最近読まれている本で「ライフシフト」をご存じだろうか?長寿化の進行により人生100年時代が到来し、「教育→仕事→引退」という3ステージの生き方に対し、新しいステージ「マルチステージ」が出現するという。また、古い3ステージの枠組みで言うなら、仕事引退年齢は、60歳から80歳になるという。私は、今60歳だが、あと20年働くことになる。「寿命が延びるとは、老いて生きる期間が長くなることではなく、若々しく生きる期間が長くなる」のだという。今まではマネープランとして、少子高齢化問題として捉えていた仕事引退年齢だが、経済的問題としてではなく、もっと大きな枠組みから考え直さなければならない。私はそのように理解した。1度、サーと呼んだだけではとても咀嚼しきれない内容だ。

生涯働き、余暇も楽しみつつ次の仕事の準備をする。経済成長の鈍化により、企業の組織拡大が止まり、年功序列や終身雇用が崩壊して来たわけだが、80歳まで働くとなると今までのような企業に帰属して仕事を続けることがいつまでできるのだろうか?今までは、私たちは、所属企業中心で過ごすがゆえに転職やそのための転職活動はかなりの労力を要したが、これからは、そのようなハードルは低くなるのかもしれない。ひとりひとりが、事業主のように、もっと主体的に働き、活動しなければならないだろう。私のような、どちらかというと束縛を嫌う人間には「待ってました」という時代である。老後資金をためて、老後の余暇を楽しむなど、もともとするつもりはなかった。

多くの企業は55歳ぐらいに役職定年を定めている。65歳への定年延長や再雇用によって、特に大企業では、元部下が上司となり、企業の人事部や人材開発室などが、55歳以上の働く方々に対して、新たなやりがいや生きがいを見つけることをセカンドキャリアセミナーなどを通して促しては来たが、そんなレベルで解決できるものではない。これからは年齢によるポスト配置は全廃しなければならない時代が到来するだろう。

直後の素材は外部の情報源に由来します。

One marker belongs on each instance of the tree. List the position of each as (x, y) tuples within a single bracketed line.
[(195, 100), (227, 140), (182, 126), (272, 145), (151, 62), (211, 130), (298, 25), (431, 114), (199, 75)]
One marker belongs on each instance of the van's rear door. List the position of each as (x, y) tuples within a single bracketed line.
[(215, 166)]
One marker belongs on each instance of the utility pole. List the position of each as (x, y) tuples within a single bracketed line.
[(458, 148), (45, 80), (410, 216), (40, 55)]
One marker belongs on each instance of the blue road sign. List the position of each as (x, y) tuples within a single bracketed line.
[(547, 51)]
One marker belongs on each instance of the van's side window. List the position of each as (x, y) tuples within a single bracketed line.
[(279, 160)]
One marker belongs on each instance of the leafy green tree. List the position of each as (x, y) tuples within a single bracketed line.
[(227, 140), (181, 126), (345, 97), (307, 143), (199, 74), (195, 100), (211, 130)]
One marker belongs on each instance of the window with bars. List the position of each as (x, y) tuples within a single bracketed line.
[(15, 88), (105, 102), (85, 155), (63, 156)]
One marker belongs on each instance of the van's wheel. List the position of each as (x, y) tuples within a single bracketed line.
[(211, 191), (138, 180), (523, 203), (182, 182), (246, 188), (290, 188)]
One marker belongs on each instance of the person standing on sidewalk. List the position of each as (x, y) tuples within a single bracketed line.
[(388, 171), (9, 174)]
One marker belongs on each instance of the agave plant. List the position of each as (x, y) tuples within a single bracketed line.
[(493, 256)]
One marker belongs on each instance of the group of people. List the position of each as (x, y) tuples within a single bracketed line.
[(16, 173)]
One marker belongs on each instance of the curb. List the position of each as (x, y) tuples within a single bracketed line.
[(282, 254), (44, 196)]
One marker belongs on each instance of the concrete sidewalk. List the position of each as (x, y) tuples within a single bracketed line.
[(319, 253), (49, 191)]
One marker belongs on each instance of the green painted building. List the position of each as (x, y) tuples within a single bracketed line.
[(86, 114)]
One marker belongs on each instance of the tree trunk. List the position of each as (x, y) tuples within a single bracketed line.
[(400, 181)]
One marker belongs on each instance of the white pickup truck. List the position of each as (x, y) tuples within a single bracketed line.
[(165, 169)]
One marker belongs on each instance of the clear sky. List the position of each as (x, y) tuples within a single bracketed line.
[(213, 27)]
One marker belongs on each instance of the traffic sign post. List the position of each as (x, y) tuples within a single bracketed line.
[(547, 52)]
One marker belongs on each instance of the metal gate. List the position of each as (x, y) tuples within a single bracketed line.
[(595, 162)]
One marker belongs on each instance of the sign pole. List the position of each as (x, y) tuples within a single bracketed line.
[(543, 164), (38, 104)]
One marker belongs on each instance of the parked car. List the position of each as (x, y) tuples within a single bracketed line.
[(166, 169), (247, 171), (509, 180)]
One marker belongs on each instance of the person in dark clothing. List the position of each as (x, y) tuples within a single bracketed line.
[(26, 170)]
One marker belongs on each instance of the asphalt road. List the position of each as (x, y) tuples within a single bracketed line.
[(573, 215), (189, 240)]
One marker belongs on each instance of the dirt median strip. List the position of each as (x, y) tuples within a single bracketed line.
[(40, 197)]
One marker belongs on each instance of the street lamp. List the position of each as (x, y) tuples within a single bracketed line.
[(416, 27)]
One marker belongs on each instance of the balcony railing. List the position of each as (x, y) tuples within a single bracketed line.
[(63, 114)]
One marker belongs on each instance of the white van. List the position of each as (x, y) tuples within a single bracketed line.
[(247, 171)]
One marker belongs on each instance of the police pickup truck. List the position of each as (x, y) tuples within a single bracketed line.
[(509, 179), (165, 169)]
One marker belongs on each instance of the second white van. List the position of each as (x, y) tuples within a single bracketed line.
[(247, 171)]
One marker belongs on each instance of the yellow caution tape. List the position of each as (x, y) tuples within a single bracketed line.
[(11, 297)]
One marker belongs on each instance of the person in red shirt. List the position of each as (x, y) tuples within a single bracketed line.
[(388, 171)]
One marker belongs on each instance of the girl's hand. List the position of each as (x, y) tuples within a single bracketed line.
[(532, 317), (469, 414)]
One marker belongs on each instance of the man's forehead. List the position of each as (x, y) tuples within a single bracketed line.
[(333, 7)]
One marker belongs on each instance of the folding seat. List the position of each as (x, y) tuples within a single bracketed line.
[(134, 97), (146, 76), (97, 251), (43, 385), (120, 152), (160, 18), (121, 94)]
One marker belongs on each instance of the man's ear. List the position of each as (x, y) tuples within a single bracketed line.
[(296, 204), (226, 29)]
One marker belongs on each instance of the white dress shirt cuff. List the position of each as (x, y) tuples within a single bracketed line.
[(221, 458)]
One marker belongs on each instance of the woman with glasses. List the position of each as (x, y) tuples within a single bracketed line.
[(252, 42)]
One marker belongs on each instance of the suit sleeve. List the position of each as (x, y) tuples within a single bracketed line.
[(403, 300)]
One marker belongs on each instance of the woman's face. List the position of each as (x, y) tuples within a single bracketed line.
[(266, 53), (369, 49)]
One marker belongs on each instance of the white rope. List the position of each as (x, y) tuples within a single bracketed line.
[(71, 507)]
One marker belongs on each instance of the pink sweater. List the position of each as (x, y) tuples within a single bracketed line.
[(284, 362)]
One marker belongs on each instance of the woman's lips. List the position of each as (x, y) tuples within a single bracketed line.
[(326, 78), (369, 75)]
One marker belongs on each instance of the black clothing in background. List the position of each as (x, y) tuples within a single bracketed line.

少子高齢化により、年金制度が深刻な問題になって来ていたが、仕事から引退しないのだから、年金そのものの必要性が薄れる時代になるとも言える。一方で、健康維持や健康格差が大きな問題になるだろう。私は死ぬまで仕事を続けるつもりなので起業したが、全ての方々が、80歳まで仕事を続けることが出来るだろうか?ヘルスケアについては、肉体的な健康だけでなく、精神的な面も重要な課題となるだろう。人材関連のサービスも、転職支援・採用支援中心から、キャリアププランのアドバイスや仕事上のスキル再教育、仕事のネットワークつくりにと多様化していくことだろう。ひょっとすると、産業革命以来発展して来た資本主義が力を失い、もっと多様性を持った組織ネットワークが、社会の中核を担う時代になるのかもしれない。思考の柔軟性を失うことなく、取り組んでいきたいと思う。